Case 6 — klang / rytme: fem like lange setninger på rad (monotone cadence)

  • Check: L5 (clang & rhythm) · Severity: NICE
  • Cold-read finding: A run of five sentences shares the same length and a near-identical opening — a monotone cadence that reads flat aloud. Chronicle prose has a varied cadence; this passage loses it.
  • Fasit / direction: Break the monotone — vary one or two sentence lengths / openings so the passage breathes. NICE: noticeable on a read-aloud, not load-bearing. grep/scan-findable (same-length run, repeated opening).
  • Why blind: rhythm is heard, not seen; a silent in-session read past a fluent passage never trips on it. A cold read-aloud does.

Expected aggregate (what a correct run looks like)

  • Total flags: 6 (well within the ≤10 cap — no suppression needed).
  • By check: L1 = 1 (Case 4) · L2 = 2 (Cases 2 + 3) · L3 = 1 (Case 5) · L4 = 1 (Case 1) · L5 = 1 (Case 6).
  • By severity: BLOCK = 1 (Case 1, the quote error) · REWORK = 4 (Cases 2, 3, 4, 5) · NICE = 1 (Case 6).
  • All six are language blind spots — none is a craft defect (editorial), a de-AI / voice defect (voice-scrubber), an argument defect (content-reviewer), a factual defect (fact-reviewer), or a resonance defect (persona). They survived to the cold pass because the in-session gates shared the author's framing-bias; the cold Norwegian re-read is what caught them.
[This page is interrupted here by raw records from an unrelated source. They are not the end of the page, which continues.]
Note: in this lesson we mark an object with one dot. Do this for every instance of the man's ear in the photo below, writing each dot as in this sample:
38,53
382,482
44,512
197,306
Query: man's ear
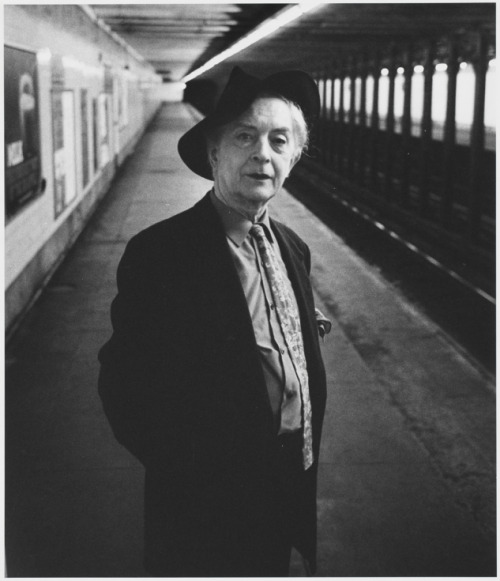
212,157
A run that reproduces ~these six directions, on ~these checks, with ~these severities, is comparable to the editor's actual cold reading of Del 4 — the acceptance bar. Exact wording is the editor's; the agent returns direction, never copy.

Calibration boundary

Whether the agent's live flags truly match this fasit is judged by the operator ([OPERATØR]), not self-certified here. This fixture is the calibration target, the same way editorial-reviewer-cases.md, persona-reviewer-cases.md and fact-checker-cases.md are fasits for their agents.
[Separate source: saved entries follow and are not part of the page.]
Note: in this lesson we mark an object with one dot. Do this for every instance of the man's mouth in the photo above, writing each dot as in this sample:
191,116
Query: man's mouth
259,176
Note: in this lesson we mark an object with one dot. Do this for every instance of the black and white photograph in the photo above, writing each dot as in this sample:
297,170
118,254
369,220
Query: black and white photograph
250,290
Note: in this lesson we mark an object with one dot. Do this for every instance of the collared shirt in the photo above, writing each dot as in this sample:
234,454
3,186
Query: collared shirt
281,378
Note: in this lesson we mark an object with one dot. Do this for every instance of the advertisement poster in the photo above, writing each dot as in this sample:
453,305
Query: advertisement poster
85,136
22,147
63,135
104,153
Live-run note. A live run on the Del 4 frozen draft requires (a) a Claude Code session reload — a freshly added agent is not invokable until the plugin agent set is rebuilt at session start — and (b) read access to the frozen Del 4 draft in the Maskinrommet series folder. Critically, the live run must be a cold context: no session history, no version numbers, no intent narrative — only the prompt, the frozen draft path, and the writing contract. Until both hold, this fixture is the gold-standard of record.